Abstract
Higher educational institutions place a priority on the retention and timely graduation of students. Previous literature has identified transfer students to have unique concerns and that these concerns vary by major. While previous retention research has reported factors that influence students’ decision to remain in college, many of these studies treated transfer status as a homogenous group. The university in this study enrolls a high percentage of transfer students, and a large percentage of these transfers students enroll in Criminal Justice classes and become Criminal Justice majors. To determine if there are unique risk factors among Criminal Justice transfer students, this study uses multiple measures of transfer status to identify factors that might impact a students’ (1) university involvement, (2) GPA, (3) satisfaction with and sense of belonging to their university and (4) thereby influence their decision to remain in school. The proposition that transfer students as compared to native (nontransfer) students differ on how they face university challenges was also examined. While several variables were found to be important to students’ adjustment to the University, transfer status does not appear to be significant risk factor. Implications of the results are discussed.
Notes
1. While Leiber et al. (Citation1993) examined transfer students in criminal justice, the purpose of their research was to determine the impact of the type of program on transfer student success.

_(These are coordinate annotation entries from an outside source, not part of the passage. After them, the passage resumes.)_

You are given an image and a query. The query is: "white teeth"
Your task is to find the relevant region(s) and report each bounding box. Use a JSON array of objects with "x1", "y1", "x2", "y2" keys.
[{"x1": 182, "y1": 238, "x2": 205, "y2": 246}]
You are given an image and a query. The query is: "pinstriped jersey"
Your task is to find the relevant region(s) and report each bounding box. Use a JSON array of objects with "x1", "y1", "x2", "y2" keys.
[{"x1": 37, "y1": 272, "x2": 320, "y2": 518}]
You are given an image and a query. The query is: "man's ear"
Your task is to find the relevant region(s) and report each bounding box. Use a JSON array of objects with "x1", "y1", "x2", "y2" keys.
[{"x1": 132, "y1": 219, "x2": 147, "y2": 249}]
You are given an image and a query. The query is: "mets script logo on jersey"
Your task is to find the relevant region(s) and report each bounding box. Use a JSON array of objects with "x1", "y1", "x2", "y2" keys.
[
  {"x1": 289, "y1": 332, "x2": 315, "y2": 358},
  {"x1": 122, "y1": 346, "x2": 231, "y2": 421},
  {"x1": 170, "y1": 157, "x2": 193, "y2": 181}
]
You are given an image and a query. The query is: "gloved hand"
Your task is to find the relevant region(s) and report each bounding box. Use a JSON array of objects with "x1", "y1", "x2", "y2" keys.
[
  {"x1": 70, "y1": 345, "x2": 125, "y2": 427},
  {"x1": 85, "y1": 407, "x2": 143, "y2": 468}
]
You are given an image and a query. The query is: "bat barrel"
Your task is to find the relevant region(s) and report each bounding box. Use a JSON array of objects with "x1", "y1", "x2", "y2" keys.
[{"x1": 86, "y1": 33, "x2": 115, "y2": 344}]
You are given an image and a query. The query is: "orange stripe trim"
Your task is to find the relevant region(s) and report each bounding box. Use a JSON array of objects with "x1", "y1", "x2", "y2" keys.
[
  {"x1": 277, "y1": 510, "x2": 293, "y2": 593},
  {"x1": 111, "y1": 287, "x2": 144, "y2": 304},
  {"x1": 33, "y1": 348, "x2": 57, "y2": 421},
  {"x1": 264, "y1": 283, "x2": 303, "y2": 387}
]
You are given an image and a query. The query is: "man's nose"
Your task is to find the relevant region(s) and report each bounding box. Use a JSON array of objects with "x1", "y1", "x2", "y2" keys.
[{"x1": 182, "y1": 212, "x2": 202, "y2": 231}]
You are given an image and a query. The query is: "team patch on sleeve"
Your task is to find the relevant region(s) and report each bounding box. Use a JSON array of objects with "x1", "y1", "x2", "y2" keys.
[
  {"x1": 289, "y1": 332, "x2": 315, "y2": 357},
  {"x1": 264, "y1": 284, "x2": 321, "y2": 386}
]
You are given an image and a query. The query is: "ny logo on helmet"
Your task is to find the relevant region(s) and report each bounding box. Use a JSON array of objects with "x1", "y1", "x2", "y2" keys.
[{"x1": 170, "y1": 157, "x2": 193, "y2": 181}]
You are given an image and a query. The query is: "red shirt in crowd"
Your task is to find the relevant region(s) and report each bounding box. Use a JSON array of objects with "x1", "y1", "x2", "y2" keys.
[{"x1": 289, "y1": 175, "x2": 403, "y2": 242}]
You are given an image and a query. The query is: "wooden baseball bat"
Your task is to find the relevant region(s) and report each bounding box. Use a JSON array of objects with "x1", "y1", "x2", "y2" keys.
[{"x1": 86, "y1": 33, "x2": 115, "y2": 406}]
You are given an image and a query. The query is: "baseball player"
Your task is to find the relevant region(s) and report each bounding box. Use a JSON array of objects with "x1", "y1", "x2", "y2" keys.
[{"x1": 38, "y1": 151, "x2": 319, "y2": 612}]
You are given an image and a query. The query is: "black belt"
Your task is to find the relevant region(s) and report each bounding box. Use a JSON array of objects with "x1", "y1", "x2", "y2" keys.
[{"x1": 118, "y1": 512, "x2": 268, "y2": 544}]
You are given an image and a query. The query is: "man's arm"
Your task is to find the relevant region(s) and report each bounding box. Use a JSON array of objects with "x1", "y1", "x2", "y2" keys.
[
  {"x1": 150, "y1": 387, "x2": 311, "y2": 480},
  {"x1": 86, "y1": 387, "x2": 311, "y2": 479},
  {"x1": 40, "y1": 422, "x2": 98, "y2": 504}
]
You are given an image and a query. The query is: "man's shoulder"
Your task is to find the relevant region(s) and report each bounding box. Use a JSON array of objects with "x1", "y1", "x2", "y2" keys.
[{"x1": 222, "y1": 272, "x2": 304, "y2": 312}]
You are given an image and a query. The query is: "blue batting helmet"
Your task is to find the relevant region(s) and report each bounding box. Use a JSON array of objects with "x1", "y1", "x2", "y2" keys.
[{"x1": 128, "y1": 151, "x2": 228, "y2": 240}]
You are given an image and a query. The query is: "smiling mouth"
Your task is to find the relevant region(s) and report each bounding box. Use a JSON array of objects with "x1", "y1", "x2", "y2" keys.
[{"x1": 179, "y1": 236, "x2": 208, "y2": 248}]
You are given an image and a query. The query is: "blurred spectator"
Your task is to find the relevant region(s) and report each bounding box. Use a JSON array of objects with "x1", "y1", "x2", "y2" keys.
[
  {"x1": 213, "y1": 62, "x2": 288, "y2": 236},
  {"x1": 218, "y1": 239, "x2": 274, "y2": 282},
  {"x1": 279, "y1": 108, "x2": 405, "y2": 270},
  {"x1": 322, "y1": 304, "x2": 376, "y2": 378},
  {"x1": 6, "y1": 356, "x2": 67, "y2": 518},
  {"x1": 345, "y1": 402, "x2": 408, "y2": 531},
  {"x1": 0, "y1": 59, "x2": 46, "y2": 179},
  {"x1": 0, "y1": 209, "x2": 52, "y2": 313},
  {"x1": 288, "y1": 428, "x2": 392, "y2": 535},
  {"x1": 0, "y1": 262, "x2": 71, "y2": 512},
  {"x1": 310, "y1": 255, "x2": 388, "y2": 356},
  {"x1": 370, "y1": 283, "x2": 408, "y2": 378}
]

2. The gender, race, age, and transfer status of our sample was compared with the demographics of both the College of Liberal Arts where the department is housed and the University as a whole. The only significant difference that existed was that the criminal justice department had a slightly greater proportion of females than either the college or the University (55.3 percent vs. 44.3 and 47.4 percent respectively).
3. All of the equations were checked for multicollinearity which was not evident. All the variance inflation factors were under three.
4. Probabilities calculated using the following formula (see Peterson Citation1985): (A) L 0 = ln [P / 1 − P]; (B) L 1 = L 0 + B; (C) [exp(L 1)/ 1 + exp(L 1)] – [exp(L 0) / 1 + exp (L 0)].
5. Nagelskere r 2 is reported for the logistic regression. Although not perfectly analogous with the r 2 in linear regression, this statistic, ranging from 0 to 1, still allows us to estimate how well the model predicts the dependent variable (Nagelkerke Citation1991).